鷹音が行こうとしているのは九階の一室である。そこで床に臥せっているある患者を見舞うために、彼はこの病院を訪れたのだ。
エレベーターに乗り込み、目的の階層を目指す。
九階フロアは長期的な入院を余儀なくされている患者が集められているため、他の階と比べてもかなり人気が少なかった。
無人の廊下を静かに歩く。
やがて突き当りにまで達すると、大きな横開きの扉が目に入って来た。
一般的な人の目線よりも少し高い位置に取り付けられたネームプレートを一瞥する。
『湊波彩乃 様』
チクリ、と。胸に微かな痛みが生じる。
この場所に立つ度に、いつも感じる小さな痛み。
それは決して大きくなる事も小さくなる事も無い。いつも同じ痛みを鷹音に与えてくる。
ゆっくりと深い息を吐いて心の内を整える。
ドアノブに手を掛け、音を立てないよう慎重に扉をスライドさせる。
途端、仄かな熱を宿した空気が少年の肌を撫でた。
鷹音の住むアパートの間取りと同じくらいの広さを持つ病室だった。窓際には彩鮮やかな花が生けられ、優美に飾られている。恐らく看護婦や見舞いに来た者が、定期的に花瓶を差し替えているのだろう。この部屋に咲く花はいつだって、綺麗で凛と揺らめいていた。

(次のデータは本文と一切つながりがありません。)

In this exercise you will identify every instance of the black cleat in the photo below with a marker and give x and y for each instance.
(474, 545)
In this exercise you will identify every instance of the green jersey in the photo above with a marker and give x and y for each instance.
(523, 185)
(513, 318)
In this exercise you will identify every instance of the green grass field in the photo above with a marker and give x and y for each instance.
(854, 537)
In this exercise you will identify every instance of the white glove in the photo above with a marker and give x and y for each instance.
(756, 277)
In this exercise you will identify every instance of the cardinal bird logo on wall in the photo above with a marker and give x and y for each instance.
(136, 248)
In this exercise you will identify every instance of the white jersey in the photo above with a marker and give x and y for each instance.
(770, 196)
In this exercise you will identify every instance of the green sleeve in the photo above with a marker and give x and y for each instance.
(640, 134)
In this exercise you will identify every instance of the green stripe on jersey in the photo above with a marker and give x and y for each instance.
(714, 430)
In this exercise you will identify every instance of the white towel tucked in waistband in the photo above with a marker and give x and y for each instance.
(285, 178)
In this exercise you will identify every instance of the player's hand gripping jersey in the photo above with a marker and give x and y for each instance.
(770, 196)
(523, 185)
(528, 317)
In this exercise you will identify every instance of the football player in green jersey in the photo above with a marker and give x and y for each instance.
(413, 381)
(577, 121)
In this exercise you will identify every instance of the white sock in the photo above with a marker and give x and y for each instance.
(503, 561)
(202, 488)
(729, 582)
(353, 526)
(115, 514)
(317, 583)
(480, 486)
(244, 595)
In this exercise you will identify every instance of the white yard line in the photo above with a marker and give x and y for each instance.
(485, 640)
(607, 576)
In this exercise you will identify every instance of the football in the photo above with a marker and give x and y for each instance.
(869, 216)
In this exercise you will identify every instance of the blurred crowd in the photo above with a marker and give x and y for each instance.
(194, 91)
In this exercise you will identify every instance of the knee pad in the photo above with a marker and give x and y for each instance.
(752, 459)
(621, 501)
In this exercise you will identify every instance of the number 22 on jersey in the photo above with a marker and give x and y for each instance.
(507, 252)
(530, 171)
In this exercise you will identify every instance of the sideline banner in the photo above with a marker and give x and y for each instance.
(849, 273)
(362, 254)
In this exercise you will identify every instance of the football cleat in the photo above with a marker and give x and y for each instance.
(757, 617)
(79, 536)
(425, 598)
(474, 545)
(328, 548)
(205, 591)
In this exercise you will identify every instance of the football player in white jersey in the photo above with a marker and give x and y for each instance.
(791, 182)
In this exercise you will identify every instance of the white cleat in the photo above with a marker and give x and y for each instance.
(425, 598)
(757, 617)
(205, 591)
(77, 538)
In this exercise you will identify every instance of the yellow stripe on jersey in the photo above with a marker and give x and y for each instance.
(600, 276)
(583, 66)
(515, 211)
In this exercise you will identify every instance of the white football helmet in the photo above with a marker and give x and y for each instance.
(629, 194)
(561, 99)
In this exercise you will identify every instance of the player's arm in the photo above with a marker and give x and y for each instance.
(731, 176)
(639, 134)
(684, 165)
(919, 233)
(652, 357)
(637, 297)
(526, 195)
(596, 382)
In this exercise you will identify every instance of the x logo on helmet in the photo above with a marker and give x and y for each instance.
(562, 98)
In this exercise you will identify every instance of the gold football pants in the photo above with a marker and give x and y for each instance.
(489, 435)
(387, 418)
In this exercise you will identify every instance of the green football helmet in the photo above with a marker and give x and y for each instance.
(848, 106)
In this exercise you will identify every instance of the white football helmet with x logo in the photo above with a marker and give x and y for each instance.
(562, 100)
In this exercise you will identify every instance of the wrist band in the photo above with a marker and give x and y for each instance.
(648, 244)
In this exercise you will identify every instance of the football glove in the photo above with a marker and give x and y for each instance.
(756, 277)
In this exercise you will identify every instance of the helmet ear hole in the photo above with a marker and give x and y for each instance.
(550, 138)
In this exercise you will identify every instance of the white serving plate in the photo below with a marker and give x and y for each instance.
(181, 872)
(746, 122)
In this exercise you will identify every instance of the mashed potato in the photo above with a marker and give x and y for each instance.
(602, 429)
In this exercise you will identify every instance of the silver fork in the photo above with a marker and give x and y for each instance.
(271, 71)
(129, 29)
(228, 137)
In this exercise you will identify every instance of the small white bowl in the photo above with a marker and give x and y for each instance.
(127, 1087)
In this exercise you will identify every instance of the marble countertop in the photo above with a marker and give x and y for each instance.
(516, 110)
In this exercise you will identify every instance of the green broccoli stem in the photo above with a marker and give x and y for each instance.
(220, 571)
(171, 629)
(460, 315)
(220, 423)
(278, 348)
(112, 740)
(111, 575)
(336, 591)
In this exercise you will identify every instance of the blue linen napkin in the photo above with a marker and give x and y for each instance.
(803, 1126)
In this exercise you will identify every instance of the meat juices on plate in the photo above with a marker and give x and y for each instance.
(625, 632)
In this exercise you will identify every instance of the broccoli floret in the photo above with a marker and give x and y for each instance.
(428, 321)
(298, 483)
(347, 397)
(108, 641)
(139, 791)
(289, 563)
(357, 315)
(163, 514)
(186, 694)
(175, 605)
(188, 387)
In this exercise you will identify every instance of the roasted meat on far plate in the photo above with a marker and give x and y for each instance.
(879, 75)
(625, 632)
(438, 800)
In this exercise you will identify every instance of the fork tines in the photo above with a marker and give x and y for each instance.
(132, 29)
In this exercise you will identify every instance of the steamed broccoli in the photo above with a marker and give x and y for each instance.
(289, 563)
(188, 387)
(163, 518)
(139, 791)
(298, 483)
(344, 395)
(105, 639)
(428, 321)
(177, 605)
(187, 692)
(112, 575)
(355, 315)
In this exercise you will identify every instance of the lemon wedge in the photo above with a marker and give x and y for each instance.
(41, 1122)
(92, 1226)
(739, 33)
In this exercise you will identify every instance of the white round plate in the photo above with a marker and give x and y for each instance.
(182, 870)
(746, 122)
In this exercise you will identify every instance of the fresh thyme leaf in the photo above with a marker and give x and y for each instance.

室内へと足を踏み入れた鷹音は、穏やかな足取りで部屋の中央へと近付く。
そこにはかなり大きいサイズの介護型ベッドが備え付けられており、寝台の上にはひとりの少女が横たわっている。
三年前と比較してすっかり伸びきった色素の薄い髪。
清潔な上掛けから覗く肌は陶器の如く透き通るような白さを宿しているものの、やはりどこか病的な印象が目立つ。
嫋やかに伸びる肢体に力は感じられず、開かれた瞼の奥に潜む瞳は光を失い空虚に前を見据えるばかり。
常に半開きとなっている桜色の唇からは今にも言葉が漏れ出て来そうで――しかしそれは酷く甘い望みなのだと何度も思い知らされた。
湊波彩乃は決して目を覚まさない。
三年前のあの出来事から、彼女の魂は今も尚、どこかの世界を彷徨い続けている。